Ngarsadjim Ngamnadji (Télé Tchad) : Mahamat Saleh Haroun, vous avez suivi la revue nationale de presse par rapport à votre film. Quelle est votre réaction ?
Mahamat-Saleh Haroun : J’aime bien l’éditorial de N’Djaména Bi-hebdo : de la distance, ce qu’il faut de recul, un regard assez juste me semble-t-il pour se moquer de nous-mêmes et d’une récupération par nous-mêmes.
N.N. : N’Djaména Bi-hebdo dit que nous avons exporté notre folie meurtrière à Cannes. Qu’est-ce qui vous a réellement inspiré ?
M.S.H : Ce qui m’inspire, ce sont les Tchadiens. Ce sont les gens que je connais. C’est la réalité, l’environnement ici. Cette guerre qui m’a chassé de chez moi. C’est cette guerre qui a fait de moi une victime dans les années 79-80 pour fuir N’Djaména parce que j’étais blessé. Il a fallu qu’on me transporte dans une brouette comme si j’étais un sac d’oignons. C’est toutes ces choses-là qui continuent. Ce sont ces guerres interminables qui m’inspirent et j’essaie de parler des hommes et des femmes qui subissent en silence cette tragédie depuis plus de quatre décennies. En 2006, lorsque nous tournions Daratt, les rebelles sont entrés en ville. C’était le 13 avril 2006… Et puis en février 2008, en train de tourner un court métrage, les rebelles étaient aussi venus en ville. Cette situation de se sentir prisonnier de quelque chose qui semble nous dépasser, c’est un peu ça qui m’inspire et qui me donne des histoires qui me permettent de raconter.

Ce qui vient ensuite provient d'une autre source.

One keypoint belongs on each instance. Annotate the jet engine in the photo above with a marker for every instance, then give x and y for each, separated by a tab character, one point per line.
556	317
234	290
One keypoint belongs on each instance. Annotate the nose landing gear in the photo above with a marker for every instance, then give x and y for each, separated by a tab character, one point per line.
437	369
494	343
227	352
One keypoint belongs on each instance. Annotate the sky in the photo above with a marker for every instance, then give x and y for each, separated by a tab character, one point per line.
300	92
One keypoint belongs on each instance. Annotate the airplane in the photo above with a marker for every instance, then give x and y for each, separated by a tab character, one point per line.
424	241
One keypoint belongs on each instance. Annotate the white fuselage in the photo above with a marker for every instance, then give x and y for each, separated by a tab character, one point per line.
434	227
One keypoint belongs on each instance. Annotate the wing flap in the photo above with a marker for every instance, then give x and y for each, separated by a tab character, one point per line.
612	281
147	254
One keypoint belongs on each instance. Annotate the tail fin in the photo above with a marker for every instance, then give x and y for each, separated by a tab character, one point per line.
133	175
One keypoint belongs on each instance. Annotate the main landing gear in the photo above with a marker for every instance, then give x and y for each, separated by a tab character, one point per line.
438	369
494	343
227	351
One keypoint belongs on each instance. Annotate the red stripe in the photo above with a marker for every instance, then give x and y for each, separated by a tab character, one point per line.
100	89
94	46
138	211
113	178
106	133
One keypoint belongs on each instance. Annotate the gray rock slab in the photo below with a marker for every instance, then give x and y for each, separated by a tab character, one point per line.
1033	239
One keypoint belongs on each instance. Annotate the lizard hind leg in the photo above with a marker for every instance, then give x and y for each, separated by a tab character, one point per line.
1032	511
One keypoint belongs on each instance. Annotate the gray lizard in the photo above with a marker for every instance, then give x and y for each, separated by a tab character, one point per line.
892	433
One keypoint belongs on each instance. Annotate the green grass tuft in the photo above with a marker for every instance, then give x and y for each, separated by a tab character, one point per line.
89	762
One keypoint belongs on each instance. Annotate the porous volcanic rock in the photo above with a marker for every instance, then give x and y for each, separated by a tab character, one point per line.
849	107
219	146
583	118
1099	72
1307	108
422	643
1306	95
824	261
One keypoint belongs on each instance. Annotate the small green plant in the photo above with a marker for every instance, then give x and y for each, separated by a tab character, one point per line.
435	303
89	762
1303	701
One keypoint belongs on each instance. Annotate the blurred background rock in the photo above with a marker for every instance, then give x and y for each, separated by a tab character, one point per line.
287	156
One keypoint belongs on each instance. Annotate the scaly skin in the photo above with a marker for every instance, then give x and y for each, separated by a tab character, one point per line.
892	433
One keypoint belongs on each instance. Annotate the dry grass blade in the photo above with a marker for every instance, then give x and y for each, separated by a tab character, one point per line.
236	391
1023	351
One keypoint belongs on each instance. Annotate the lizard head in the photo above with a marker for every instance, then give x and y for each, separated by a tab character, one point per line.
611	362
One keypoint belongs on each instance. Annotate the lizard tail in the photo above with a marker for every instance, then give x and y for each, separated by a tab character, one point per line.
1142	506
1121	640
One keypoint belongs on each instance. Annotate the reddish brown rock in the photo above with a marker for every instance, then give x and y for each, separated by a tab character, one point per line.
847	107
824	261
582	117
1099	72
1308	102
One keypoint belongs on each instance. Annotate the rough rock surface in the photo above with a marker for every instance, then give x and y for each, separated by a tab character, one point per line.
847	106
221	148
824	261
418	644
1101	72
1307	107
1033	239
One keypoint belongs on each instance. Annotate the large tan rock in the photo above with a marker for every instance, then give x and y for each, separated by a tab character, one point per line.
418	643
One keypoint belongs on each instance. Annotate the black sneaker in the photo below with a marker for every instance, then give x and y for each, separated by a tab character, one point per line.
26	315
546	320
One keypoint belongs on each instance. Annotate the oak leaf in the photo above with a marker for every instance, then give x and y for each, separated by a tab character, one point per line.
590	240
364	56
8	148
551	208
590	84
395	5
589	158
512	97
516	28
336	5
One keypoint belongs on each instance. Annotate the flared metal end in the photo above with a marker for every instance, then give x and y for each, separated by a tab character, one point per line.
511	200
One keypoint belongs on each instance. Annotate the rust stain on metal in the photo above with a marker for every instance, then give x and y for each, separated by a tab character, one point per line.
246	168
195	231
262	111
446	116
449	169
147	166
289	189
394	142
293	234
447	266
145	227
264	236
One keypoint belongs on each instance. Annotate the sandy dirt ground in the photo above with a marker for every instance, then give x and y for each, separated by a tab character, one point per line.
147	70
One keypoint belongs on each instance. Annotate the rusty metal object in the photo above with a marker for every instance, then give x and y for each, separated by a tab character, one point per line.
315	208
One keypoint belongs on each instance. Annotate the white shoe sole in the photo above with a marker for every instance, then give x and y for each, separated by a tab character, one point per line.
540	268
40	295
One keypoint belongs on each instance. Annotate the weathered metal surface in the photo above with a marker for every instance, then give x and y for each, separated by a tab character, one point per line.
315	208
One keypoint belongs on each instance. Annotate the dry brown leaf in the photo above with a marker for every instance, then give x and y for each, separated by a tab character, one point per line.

N.N : Selon les informations que nous détenons, vous n’avez pas présenté dans votre film de scènes de combat. C’est juste la radio qui annonce les nouvelles du front. Pourquoi ?
M.S.H.
: Absolument. Vous savez, tout le monde a vu les films de guerre. On sait ce que c’est et moi, en tant qu’artisan, en tant que quelqu’un qui s’inscrit dans l’histoire du cinéma, j’en tiens compte. Est-ce que je peux tourner des scènes qui seraient assez mémorables pour surpasser ce qui a été fait avant moi ? Non, je n’en ai pas les moyens. Et je me suis dit qu’il ne fallait pas représenter la guerre parce qu’alors, on fait des guerriers des héros. Moi je ne veux pas en faire des héros : ce sont des Tchadiens qui tuent d’autres Tchadiens. Il n’y a pas quelque chose d’héroïque là-dedans, me semble-t-il. Et l’autre chose, c’est de privilégier le point de vue de ce que j’appelle « les pris au piège » de cette guerre : les gens comme vous et moi qui, à un moment donné, ont dû se terrer dans leur maison et qui n’ont de nouvelles que parce que les voisins leur disent que la radio a été attaquée, que tel endroit a été attaqué, et qui écoutent la radio en permanence. Donc c’est ça que j’ai voulu retranscrire : le point de vue de ceux qui vivent cette guerre et cette souffrance en tant que civils.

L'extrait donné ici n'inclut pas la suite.